About 75 people gathered at 4pm on December 13th in Lederle room A307 to witness 5 robots navigate a maze while collecting “ancient Incan treasure”. The treasure was in actuality golden bows positioned within specific locations throughout the maze, but the excitement was high nonetheless.

Oliver Brock, assistant professor of computer science, led five teams to this day through his course CS403, Introduction to Robotics. The course took the students and their AmigoBots through a series of five labs. Lab one consisted of having the AmigoBots hit into walls. In lab two the students learned how to center the AmigoBots through C++ computer language. For lab 3 they programmed the AmigoBots to gage the shortest distance from one point to another. In lab 4 AmigoBot was able to recognize its location within the maze. By lab 5 the students took everything they learned and basically rewrote all of their earlier code to correct for previous errors.

Their training paid off. For the actual competition the AmigoBots, “Lesco”,  “Midnight Oil”, “Red Dwarf”, “Scorpions”, and “Hawks” were placed randomly within the maze. Each team had to rely on the quality of the code they had written and an electronic map of the maze in order to win.  Whenever an AmigoBot encountered a treasure, it had to ask for it. The robots were programmed to verbally ask for the treasure using sounds/expressions that students downloaded into the AmigoBot.

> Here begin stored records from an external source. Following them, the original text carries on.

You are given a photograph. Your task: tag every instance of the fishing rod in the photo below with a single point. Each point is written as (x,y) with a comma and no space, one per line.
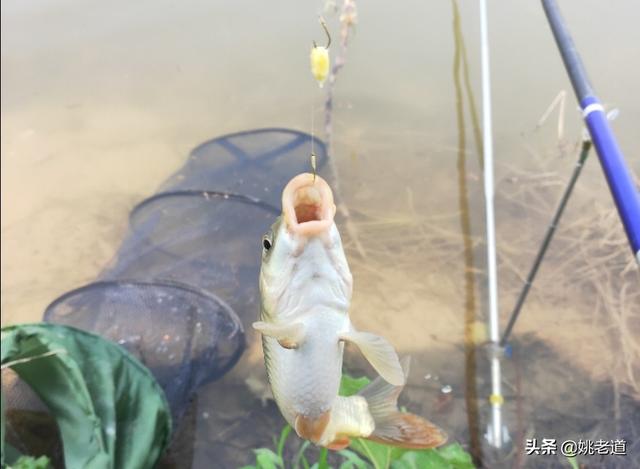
(495,432)
(584,152)
(617,173)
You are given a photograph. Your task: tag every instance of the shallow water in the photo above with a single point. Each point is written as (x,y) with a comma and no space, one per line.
(102,102)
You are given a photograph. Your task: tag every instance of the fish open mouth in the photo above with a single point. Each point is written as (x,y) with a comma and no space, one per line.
(308,205)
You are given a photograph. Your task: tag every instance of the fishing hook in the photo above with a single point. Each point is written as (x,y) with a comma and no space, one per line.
(326,31)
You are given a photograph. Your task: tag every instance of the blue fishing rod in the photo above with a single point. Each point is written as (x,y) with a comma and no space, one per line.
(613,164)
(623,190)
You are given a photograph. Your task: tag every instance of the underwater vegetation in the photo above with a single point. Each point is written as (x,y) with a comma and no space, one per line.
(362,453)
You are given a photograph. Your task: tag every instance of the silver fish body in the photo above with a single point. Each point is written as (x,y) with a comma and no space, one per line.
(306,288)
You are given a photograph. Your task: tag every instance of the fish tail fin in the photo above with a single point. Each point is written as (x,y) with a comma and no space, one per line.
(397,428)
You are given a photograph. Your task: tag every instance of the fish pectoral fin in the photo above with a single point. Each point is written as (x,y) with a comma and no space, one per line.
(288,335)
(339,443)
(379,353)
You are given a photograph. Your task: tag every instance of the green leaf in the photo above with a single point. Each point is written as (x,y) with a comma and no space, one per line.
(110,410)
(352,460)
(456,456)
(283,439)
(378,454)
(350,386)
(426,459)
(267,459)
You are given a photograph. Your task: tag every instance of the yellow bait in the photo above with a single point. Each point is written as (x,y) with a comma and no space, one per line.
(320,64)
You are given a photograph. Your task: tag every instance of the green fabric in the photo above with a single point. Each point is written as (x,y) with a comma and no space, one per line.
(110,410)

RobotThe Scorpions team took first place for collecting the most treasure.  The Scorpions were: Scott Myers, Matt Edwards, Krida Karnchanachari, and Phuoc “Trong” Chu, all seniors who plan to graduate this spring.  They wrote 6,300 lines of code (including comments) in order to get their AmigoBot through the maze while collecting the most “Incan treasure”. 

Scott Myers found CS403 to be “…much different than most other computer science classes. It deals with new concepts and new ideas, and was a lot of fun.” The course incorporates kinematics, computational geometry, linear algebra, trigonometry, engineering, probability theory, and a bit of sociology. But most importantly, according to Professor Brock, the course required teamwork and gave the students a chance to take what they learned and actually apply it. Too often students are presented with theories that they perceive to be taught only because they are required and not really applicable to the real world. CS403 teaches students how to apply these theories in real world problem-solving.

During the previous year’s course Brock could not offer AmigoBots. Instead he had small, simple robots that were guided by palm pilots. For this year’s course he approached department head Bruce Croft and asked for $10,000 in funding to buy five AmigoBots. Fortunately Croft gave him the funding and Brock was able to provide sophisticated robots that taught his 19 students the importance of applied theory, teamwork, tenacity, and good code.